藤村国務大臣 ちょっと、私、訂正させていただきます。先ほどの竹島の領土問題に関する関係閣僚会合は二十一日でありました。

 それで、ちょっと時系列に言いますと、まず、八月十日、これは上陸を大統領がされたんですか、この日には、総理大臣がちょうど社保・税一体改革の記者会見を夕方行った。その中で、総理からの冒頭発言の中に、実は、この件、我が国の立場と相入れず、到底受け入れることはできない、私としても、つまり総理大臣としても、李明博大統領とは互いに未来志向の日韓関係をつくろうということでさまざまな努力をしてきたつもりだが、このような訪問はそうした中で極めて遺憾という発言をしているということです。

 それで、その次に、今度は八月十六日に関係省庁局長会議を開きました。これは、齋藤副長官をヘッドに、領土問題について毅然とする対応をする必要があり、竹島問題についてはICJに提訴するとの外務省の検討に加え、政府全体として竹島問題の解決のための方策を検討する必要がある、こういうことからこの関係省庁局長会議を開いたところであります。

 この会議を事務的な会議としてはキックオフとして、さらにその後に関係閣僚会合を開くこととなった、こういう系列であります。

浅尾委員 先ほども申し上げましたように、竹島へ李明博大統領が上陸したということが全てのことのきっかけですから、やはり、税と社会保障改革の委員会があったとか、あるいは国会があったということは別として、もし関係の局長の会議だったら別に国会は関係ないわけですから、なぜすぐに開かなかったんでしょうか。

藤村国務大臣 上陸をしたという行動については、これは八月十日の日に総理大臣が記者会見でこのようにまず申し上げた、それがきっかけではあると思います。

浅尾委員 対策会議で特に決まったことがないというふうに聞いております。対策会議は開いたけれども、何をするかは決まっていない。

 申し上げたいのは、これは外交にかかわることなので、具体的に何をするかということを対外的に発表するということと何かを決めるということとは別問題なんだろうなと。相手側が何をやってくるかわからないという方が、まだ交渉の可能性というのが高まるんではないかというふうに思います。

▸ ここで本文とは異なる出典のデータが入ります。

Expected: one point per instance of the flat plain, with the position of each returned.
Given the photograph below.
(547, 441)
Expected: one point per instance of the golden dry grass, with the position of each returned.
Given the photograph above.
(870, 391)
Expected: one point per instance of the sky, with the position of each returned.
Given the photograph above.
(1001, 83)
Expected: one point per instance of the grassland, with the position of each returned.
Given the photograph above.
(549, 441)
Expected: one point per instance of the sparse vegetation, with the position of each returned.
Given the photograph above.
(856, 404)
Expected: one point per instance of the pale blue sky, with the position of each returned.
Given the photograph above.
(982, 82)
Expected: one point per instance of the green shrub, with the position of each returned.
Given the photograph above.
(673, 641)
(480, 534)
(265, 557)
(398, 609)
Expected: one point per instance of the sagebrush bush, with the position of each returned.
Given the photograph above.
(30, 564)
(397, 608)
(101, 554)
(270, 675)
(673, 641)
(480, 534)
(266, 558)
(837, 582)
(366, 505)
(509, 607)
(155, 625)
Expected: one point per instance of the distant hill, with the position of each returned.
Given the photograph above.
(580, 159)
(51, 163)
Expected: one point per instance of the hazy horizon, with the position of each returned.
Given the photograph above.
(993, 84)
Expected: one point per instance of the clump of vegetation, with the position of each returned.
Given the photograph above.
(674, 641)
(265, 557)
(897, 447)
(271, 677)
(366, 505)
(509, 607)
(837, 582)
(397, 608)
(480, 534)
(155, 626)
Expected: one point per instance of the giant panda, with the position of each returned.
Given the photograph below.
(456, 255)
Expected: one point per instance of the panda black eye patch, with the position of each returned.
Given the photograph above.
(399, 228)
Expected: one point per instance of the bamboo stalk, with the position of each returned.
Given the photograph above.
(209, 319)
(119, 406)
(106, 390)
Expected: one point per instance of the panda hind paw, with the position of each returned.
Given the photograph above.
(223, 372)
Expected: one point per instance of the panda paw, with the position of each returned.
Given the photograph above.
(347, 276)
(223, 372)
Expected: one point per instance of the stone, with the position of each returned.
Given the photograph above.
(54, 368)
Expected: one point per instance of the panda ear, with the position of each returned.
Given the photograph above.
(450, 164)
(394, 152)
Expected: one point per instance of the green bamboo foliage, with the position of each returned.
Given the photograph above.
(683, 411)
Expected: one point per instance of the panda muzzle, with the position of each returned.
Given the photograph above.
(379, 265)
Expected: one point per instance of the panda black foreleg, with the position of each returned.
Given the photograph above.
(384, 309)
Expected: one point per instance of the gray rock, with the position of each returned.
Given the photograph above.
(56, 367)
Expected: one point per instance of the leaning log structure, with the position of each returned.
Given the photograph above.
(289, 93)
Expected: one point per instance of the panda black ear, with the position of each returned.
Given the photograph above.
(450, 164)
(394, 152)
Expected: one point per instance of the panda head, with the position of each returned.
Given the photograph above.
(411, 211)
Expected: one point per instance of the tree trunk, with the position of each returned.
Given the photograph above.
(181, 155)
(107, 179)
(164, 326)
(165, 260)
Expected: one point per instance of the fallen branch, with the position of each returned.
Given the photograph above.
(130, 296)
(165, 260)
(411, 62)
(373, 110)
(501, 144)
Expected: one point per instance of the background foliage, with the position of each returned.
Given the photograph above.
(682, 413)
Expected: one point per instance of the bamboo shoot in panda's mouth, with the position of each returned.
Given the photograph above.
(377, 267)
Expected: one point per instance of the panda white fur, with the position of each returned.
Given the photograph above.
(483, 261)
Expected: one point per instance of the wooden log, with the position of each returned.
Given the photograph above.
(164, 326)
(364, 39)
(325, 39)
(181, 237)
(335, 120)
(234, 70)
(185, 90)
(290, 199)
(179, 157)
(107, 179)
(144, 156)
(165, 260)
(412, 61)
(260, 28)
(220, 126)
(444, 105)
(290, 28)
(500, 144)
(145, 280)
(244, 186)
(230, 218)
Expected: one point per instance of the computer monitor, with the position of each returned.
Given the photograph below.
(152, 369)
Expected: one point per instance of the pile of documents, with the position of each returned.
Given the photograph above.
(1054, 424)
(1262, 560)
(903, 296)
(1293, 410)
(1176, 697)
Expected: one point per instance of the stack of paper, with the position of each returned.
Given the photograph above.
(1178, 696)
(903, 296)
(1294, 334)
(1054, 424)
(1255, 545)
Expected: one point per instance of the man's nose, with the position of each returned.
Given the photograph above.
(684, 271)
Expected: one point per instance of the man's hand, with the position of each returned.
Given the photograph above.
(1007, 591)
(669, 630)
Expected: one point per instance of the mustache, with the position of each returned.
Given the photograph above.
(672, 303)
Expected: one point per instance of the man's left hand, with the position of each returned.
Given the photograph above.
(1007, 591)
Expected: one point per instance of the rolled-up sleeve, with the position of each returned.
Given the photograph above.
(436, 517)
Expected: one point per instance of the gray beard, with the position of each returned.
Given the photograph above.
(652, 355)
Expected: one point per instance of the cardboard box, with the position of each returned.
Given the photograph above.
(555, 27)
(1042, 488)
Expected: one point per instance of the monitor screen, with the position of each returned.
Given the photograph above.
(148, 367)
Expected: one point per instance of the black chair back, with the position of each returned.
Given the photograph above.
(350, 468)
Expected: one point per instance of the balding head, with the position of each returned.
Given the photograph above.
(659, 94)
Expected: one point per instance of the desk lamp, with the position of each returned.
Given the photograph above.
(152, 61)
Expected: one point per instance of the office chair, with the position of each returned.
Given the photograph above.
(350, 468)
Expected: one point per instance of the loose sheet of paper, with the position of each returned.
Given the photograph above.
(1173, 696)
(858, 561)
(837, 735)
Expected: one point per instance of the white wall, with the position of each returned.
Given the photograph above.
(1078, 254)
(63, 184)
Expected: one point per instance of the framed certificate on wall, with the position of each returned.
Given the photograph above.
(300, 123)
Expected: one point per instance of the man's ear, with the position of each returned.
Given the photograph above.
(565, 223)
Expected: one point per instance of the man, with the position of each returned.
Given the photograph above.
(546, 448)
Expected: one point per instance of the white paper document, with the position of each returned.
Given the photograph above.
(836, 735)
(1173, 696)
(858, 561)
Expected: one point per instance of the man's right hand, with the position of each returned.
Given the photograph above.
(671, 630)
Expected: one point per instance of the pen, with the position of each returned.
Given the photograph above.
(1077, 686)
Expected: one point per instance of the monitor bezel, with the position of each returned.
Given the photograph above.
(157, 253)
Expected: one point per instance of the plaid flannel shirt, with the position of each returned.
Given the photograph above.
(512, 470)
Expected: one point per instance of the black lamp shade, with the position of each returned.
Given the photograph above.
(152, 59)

 もう少し今の話を具体的に申し上げますと、そのことがいいかどうかの判断はまさに政権がするべきだと思いますが、例えば、今回の竹島の件でいいますと、有名な韓国の映画俳優等も泳いで竹島に行っているということでありますけれども、その泳いで行っている人は、仮に何らかの営業目的で日本に来る場合には当然ビザが必要になってくるだろう。なぜかそういう人にはビザがおりないということで、ある種のメッセージを送るということも、発表する必要は全くないんですよ、だけれども、そういうことを何か決めておくということは重要なのではないか。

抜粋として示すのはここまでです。